Dieser Eingriff in das Straßennetz dürfte für Verkehrsteilnehmer deutlich spürbar werden: Im Vorgriff auf die Sanierung der Planiestraße samt Memminger Straße müssen die Achsen, die als Umleitung dienen, ertüchtigt werden. Dazu zählen auch die Hähnlestraße und die Steinwiesenstraße.
Über beide Straßen rollt täglich viel Verkehr, entweder vom und ins Ried, oder als „Abkürzung“ aus und in Richtung Allewind.
Im März sollen die Arbeiten, so Helmut Schönberger vom städtischen Tiefbauamt, vom Gemeinderat vergeben werden. Stimmt das Gremium zu, könnte im April begonnen werden. In mehreren Abschnitten soll bis etwa November alles erledigt sein.

Sowohl die Hähnle-, als auch die Steinwiesenstraße sind zum Teil in einem sehr schlechten Zustand. Bei der Hähnlestraße funktioniere, so Schönberger, die Entwässerung nicht mehr reibungslos, was den Zustand nicht verbessere. Vom Kreuzungsbereich mit der Badstraße sollen die Arbeiten starten, wobei auch die Stadtwerke zur Tat schreiten und neben Hauptleitungen von Gas und Wasser auch Anschlüsse an Häuser erneuern wollen.
„Wir planen, von Kreuzungsbereich zu Kreuzungsbereich zu sanieren, um den Verkehr so weit wie möglich aufrechtzuerhalten“, sagt der Mitarbeiter des Tiefbauamtes. Der neuralgischste Punkt dürfte der Kreuzungsbereich Hähnlestraße/Riedstraße sein. Von dort gehen die Arbeiten weiter, geradeaus zwischen Ziegler-Gelände und Autohaus, bis zum Abzweig Steinwiesenstraße, die anschließend saniert werden soll. „Der Zustand dieser Straße ist richtig schlecht. Wir müssen oft ausbessern“, so Schönberger.

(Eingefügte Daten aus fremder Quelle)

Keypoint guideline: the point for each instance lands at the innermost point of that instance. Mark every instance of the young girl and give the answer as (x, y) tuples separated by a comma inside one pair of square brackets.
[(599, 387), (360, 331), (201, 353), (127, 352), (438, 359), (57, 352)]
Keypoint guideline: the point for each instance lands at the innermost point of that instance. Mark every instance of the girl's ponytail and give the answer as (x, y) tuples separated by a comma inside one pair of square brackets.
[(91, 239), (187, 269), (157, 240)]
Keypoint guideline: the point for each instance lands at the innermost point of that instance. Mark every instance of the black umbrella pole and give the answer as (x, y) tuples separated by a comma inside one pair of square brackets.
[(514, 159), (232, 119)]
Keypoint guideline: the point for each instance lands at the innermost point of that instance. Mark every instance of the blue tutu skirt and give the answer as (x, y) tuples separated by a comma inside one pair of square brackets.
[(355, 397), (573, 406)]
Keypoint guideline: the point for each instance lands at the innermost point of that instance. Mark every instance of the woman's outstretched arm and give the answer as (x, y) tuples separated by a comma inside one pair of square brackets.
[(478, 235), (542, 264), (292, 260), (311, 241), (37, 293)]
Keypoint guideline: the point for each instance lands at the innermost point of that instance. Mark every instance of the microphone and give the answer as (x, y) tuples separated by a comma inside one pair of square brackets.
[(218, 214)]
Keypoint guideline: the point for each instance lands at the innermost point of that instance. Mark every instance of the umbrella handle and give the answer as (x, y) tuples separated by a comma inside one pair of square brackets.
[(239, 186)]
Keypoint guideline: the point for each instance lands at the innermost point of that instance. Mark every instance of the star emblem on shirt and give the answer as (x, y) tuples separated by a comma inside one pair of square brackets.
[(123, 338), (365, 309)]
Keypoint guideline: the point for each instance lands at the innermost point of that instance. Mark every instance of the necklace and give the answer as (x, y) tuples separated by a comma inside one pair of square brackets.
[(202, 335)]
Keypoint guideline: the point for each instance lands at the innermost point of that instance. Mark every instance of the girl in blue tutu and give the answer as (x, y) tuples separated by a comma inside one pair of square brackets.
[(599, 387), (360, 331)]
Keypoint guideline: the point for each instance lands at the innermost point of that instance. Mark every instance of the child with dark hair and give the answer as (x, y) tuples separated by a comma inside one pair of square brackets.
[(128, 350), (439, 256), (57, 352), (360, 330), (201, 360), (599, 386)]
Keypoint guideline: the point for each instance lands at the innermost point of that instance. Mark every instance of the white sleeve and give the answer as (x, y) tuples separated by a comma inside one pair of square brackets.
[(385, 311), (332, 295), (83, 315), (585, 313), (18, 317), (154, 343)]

Ebenfalls im Frühjahr soll die eigentlich für den vergangenen Herbst geplante Sanierung der Lederstraße starten. Das Vorhaben wurde um ein halbes Jahr verschoben, da sich die Stadtwerke eingeschaltet haben und sich mit Leitungsbau an die Arbeiten der Stadt dranhängen wollen.

Diese Auswirkungen wird Giengens größte Straßenbaustelle der vergangenen Jahrzehnte haben
Über die Leder-, Steinwiesen- und die Hähnlestraße soll der Verkehr fließen, wenn die Landesstraße durch Giengen saniert wird. Es stehen neue Geh- und Radwege auf einer Fläche von 10.500 Quadratmetern, Straßenbau auf einer Fläche von 12.000 Quadratmetern sowie eine Fahrbahndeckenerneuerung auf 20.000 Quadratmetern auf dem Programm. „Wir sind mit unseren Planungen nahezu durch und haben unterschiedliche Varianten erarbeitet. Wir müssen dann weitere Gespräche mit dem Regierungspräsidium führen, auch über Kostenübernahmen. Das wird noch einige Monate in Anspruch nehmen“, so Schönberger zum Stand hinsichtlich der Sanierung der Planie- und Memminger Straße.
Größere Vorhaben, die auch in diesem Jahr umgesetzt werden sollen, sind unter anderem die Neugestaltung der Friedrich-List-Straße beim Schulcampus in der Schwage, der Bau neuer Radabstellmöglichkeiten beim Bahnhof sowie die Erschließung des Baugebietes Neue Schule in Sachsenhausen.
So hat sich der Zustand der Straßen über die Jahre verändert
Insgesamt umfasst das Straßennetz in Giengen samt den vier Teilorten etwa 1,6 Millionen Quadratmeter und wird in etwas mehr als 6400 Straßenabschnitte gegliedert. Manche Abschnitte sind in sehr gutem Zustand, über andere rollt es sich eher mittelmäßig und bei wieder anderen besteht dringend Handlungsbedarf. Alle Straßen und ihre Unterabschnitte sind bei der Stadt in fünf unterschiedliche Schadensklassen – von gut bis sehr schlecht – eingeteilt. Bei Straßen in der Klasse 1 besteht kein Sanierungsbedarf und ein geringer Aufwand für den Unterhalt. Je höher die Klasse, desto größer der Unterhaltungsaufwand und die Notwendigkeit zum Sanieren.
In der Klasse 1 waren Angaben der Stadtverwaltung zufolge 2014 noch 30,9 Prozent der Straßenabschnitte, elf Jahre später, 2025, konnte der Wert auf 35,7 Prozent gesteigert werden. In die Kategorie 5 entfielen demnach 2014 3,6 Prozent des Straßennetzes. Bis 2025 konnte der Wert auf 0,9 Prozent gesenkt werden.